If you are applying to a City law firm, there is a good chance you will sit the Watson Glaser test before anyone reads your cover letter. It is the most widely used critical thinking test in legal recruitment, and for many firms it is an early, hard filter. The encouraging part is that it rewards preparation more than almost anything else in the process, because most of what it catches is people who do not yet know what each question is really asking.

The Watson Glaser Critical Thinking Appraisal measures how well you reason with evidence: whether you can separate what a passage proves from what it merely suggests, spot hidden assumptions, and judge the strength of an argument. Firms use it because that is exactly the skill a trainee solicitor needs, and because it is very hard to fake.
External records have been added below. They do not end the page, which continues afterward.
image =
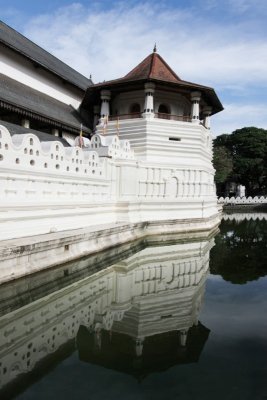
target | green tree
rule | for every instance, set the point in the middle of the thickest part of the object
(247, 148)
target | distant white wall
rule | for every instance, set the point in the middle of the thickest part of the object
(20, 69)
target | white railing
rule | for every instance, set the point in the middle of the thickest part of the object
(242, 200)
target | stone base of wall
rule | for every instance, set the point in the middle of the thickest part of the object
(24, 256)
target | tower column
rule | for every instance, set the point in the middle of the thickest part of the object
(207, 113)
(96, 115)
(149, 100)
(195, 98)
(105, 98)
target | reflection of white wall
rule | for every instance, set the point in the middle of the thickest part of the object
(70, 188)
(160, 281)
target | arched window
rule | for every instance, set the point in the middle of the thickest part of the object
(163, 109)
(135, 108)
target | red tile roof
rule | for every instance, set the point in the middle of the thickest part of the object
(153, 67)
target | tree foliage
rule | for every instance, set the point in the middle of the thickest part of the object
(242, 157)
(240, 254)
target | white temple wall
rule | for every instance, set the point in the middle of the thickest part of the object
(45, 187)
(20, 69)
(159, 281)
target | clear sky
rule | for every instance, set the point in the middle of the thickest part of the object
(218, 43)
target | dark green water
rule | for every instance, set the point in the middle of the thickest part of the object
(172, 319)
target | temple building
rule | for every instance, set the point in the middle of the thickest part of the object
(39, 93)
(145, 168)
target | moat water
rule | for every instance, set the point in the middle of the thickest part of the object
(165, 318)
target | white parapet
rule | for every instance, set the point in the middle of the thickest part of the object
(46, 187)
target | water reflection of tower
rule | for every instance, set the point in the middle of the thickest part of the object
(158, 293)
(134, 312)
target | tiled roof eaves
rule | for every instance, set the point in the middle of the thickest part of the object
(37, 105)
(71, 75)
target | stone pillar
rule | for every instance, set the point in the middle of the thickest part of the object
(195, 98)
(149, 100)
(55, 132)
(96, 115)
(25, 123)
(207, 113)
(105, 98)
(139, 344)
(183, 337)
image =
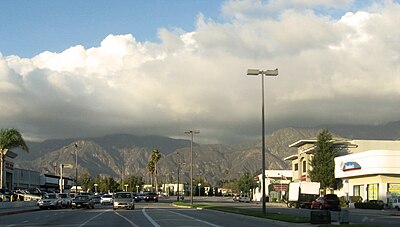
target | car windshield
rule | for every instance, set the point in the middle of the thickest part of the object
(123, 195)
(51, 196)
(82, 197)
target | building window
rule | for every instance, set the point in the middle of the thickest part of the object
(356, 190)
(373, 192)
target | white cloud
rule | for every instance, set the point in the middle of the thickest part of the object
(197, 78)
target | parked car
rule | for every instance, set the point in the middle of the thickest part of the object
(49, 201)
(124, 200)
(244, 198)
(136, 197)
(142, 196)
(327, 202)
(106, 199)
(65, 200)
(83, 201)
(151, 196)
(97, 198)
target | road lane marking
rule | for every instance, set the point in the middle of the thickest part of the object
(126, 219)
(149, 218)
(92, 218)
(196, 219)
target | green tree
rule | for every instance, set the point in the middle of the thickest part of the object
(134, 181)
(155, 157)
(323, 163)
(246, 182)
(9, 138)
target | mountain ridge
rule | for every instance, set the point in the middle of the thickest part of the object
(122, 155)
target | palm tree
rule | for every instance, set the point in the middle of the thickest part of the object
(9, 138)
(150, 169)
(155, 157)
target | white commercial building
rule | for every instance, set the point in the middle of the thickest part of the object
(372, 174)
(276, 184)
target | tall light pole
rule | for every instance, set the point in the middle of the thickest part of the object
(256, 72)
(191, 132)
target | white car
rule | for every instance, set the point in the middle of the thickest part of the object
(106, 199)
(50, 200)
(244, 198)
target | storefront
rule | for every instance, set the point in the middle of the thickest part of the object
(373, 174)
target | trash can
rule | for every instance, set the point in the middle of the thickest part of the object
(321, 217)
(344, 217)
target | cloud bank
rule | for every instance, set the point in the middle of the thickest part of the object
(331, 70)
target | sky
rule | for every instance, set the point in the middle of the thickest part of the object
(71, 69)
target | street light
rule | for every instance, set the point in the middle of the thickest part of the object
(191, 132)
(76, 167)
(256, 72)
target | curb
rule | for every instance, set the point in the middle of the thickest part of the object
(179, 206)
(17, 212)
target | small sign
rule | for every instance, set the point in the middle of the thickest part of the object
(348, 166)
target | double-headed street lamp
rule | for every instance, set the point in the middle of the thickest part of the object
(76, 167)
(191, 132)
(256, 72)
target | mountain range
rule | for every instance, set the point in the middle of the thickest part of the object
(122, 155)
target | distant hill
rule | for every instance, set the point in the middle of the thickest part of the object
(123, 154)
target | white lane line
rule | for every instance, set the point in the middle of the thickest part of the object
(126, 219)
(149, 218)
(92, 218)
(196, 219)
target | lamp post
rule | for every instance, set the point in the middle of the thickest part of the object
(256, 72)
(76, 167)
(191, 132)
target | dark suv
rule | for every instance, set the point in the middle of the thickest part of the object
(328, 202)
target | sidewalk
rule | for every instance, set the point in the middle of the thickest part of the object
(17, 207)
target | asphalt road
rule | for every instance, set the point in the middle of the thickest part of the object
(164, 214)
(145, 214)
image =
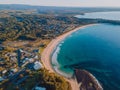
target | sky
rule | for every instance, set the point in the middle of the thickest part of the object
(73, 3)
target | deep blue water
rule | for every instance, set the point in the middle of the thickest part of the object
(102, 15)
(95, 49)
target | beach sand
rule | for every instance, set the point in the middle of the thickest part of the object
(46, 54)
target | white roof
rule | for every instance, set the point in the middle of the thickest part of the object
(37, 65)
(1, 79)
(40, 88)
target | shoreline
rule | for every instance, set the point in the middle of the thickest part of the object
(46, 54)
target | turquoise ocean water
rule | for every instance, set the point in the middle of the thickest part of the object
(95, 49)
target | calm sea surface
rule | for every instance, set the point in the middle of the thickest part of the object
(94, 48)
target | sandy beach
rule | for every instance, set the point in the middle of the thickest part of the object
(45, 57)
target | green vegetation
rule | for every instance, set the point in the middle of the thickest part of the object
(42, 78)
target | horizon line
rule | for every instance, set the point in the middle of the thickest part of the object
(65, 6)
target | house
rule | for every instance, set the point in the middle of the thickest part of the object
(4, 71)
(1, 79)
(14, 70)
(39, 88)
(37, 65)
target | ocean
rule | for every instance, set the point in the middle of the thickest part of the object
(95, 49)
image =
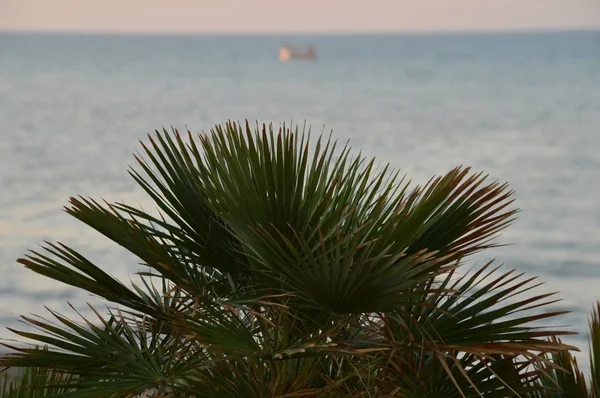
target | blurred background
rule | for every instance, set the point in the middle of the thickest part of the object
(508, 87)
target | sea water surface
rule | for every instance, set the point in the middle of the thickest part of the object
(524, 108)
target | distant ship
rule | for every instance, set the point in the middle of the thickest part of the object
(288, 53)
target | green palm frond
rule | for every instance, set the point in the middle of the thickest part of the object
(595, 350)
(34, 382)
(277, 266)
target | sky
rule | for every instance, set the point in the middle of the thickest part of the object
(261, 16)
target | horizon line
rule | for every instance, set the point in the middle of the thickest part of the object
(101, 32)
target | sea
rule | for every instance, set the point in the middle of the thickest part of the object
(521, 107)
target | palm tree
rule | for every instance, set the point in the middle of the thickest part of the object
(281, 267)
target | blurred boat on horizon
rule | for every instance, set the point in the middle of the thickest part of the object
(287, 53)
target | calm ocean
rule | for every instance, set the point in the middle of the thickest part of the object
(523, 107)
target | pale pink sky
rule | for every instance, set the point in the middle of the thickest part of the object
(298, 15)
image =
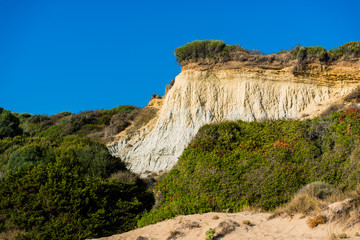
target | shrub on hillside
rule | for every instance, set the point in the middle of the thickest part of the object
(9, 124)
(93, 156)
(56, 201)
(232, 165)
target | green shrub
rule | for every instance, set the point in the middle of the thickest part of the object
(56, 201)
(93, 156)
(9, 124)
(209, 235)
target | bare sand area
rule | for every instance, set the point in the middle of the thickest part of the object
(239, 226)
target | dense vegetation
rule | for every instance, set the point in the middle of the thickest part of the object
(232, 165)
(218, 51)
(57, 183)
(214, 50)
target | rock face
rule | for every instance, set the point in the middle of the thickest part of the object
(200, 96)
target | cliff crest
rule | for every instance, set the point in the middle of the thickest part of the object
(207, 91)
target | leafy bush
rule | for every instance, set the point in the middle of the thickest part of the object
(9, 124)
(213, 50)
(350, 49)
(353, 96)
(56, 201)
(93, 156)
(232, 165)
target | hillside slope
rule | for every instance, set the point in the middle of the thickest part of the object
(207, 93)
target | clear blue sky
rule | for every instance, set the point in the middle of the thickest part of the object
(86, 55)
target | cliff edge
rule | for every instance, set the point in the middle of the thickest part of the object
(209, 91)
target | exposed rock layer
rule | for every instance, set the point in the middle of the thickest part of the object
(205, 95)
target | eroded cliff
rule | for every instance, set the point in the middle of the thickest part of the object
(232, 91)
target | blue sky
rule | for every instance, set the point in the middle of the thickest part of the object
(74, 56)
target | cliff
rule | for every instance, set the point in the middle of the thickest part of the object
(206, 93)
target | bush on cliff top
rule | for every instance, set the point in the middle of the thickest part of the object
(231, 165)
(218, 51)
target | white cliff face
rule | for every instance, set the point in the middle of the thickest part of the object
(200, 97)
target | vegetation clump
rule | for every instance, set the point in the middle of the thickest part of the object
(57, 183)
(214, 51)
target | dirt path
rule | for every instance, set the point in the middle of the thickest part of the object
(234, 226)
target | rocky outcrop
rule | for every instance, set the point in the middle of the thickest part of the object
(202, 95)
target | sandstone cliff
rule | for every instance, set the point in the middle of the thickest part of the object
(233, 91)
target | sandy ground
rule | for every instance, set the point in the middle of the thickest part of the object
(194, 227)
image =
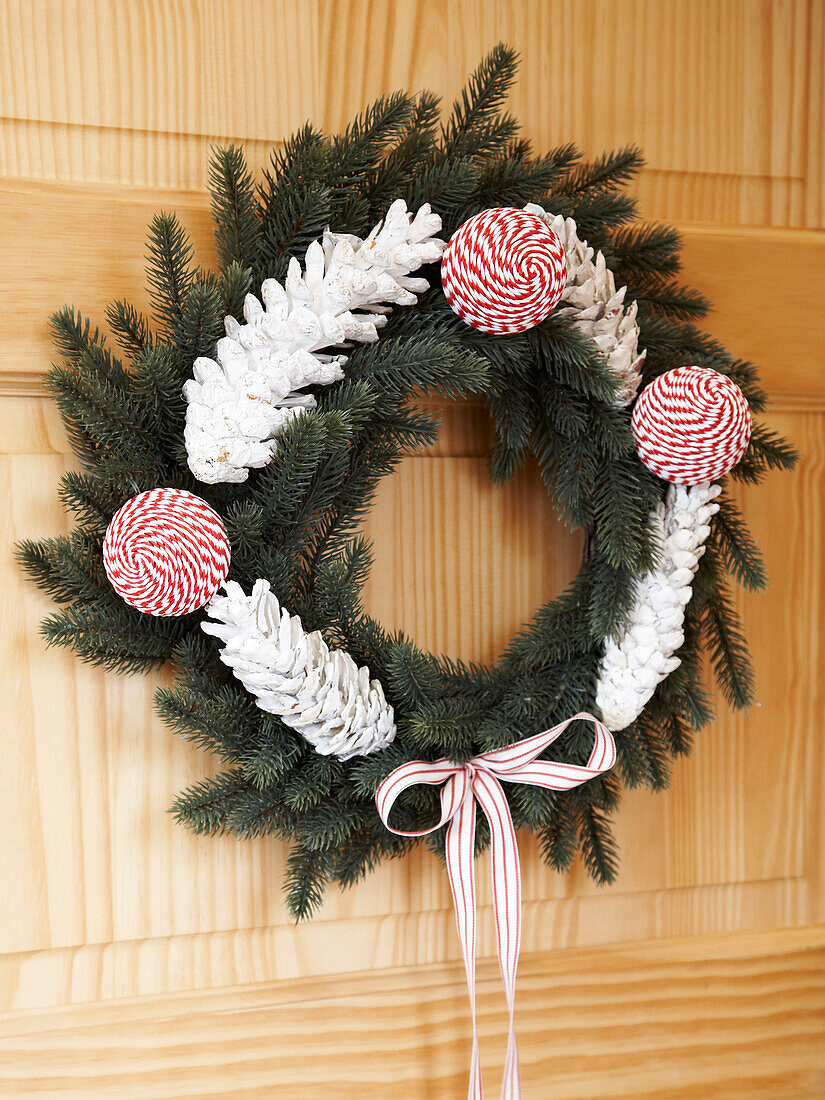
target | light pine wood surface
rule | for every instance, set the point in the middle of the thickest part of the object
(139, 961)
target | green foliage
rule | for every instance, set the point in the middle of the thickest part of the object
(551, 400)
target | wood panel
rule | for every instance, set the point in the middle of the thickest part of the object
(140, 961)
(682, 1020)
(724, 96)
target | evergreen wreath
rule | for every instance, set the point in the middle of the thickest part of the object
(559, 391)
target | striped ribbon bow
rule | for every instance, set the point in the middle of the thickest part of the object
(479, 781)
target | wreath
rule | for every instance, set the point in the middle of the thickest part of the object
(242, 432)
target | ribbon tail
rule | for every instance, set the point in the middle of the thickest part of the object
(461, 870)
(506, 909)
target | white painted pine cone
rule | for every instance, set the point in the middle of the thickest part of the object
(240, 402)
(596, 307)
(318, 692)
(635, 664)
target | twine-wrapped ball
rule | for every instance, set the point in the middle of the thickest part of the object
(504, 271)
(691, 425)
(166, 552)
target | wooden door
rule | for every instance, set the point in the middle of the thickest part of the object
(139, 961)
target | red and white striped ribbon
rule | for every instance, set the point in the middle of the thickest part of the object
(479, 781)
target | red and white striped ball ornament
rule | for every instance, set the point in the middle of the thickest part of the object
(166, 552)
(691, 425)
(504, 271)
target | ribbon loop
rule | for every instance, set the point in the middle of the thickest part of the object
(480, 780)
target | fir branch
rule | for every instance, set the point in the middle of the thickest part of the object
(475, 125)
(235, 212)
(169, 270)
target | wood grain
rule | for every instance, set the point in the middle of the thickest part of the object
(726, 1016)
(136, 960)
(733, 265)
(107, 91)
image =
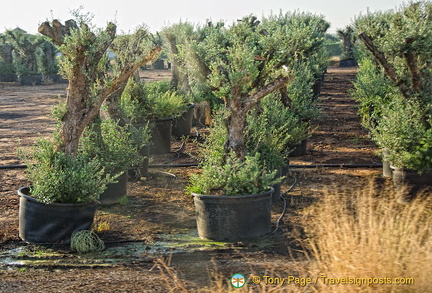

Which firms use the Watson Glaser

The test is closely associated with law. Many of the largest commercial firms use it or a test in the same critical-thinking style at the application or assessment-centre stage. It is common across the Magic Circle and other City and US firms in London, and it also appears in some graduate schemes outside law.

The exact number of questions and the time limit vary by version and employer. A common format is around 40 questions in roughly 30 minutes, though some firms run untimed or differently timed versions. What does not change is the five-section structure, so that is what you should practise.

Practise the Watson Glaser format free, with original questions and a worked explanation for every answer.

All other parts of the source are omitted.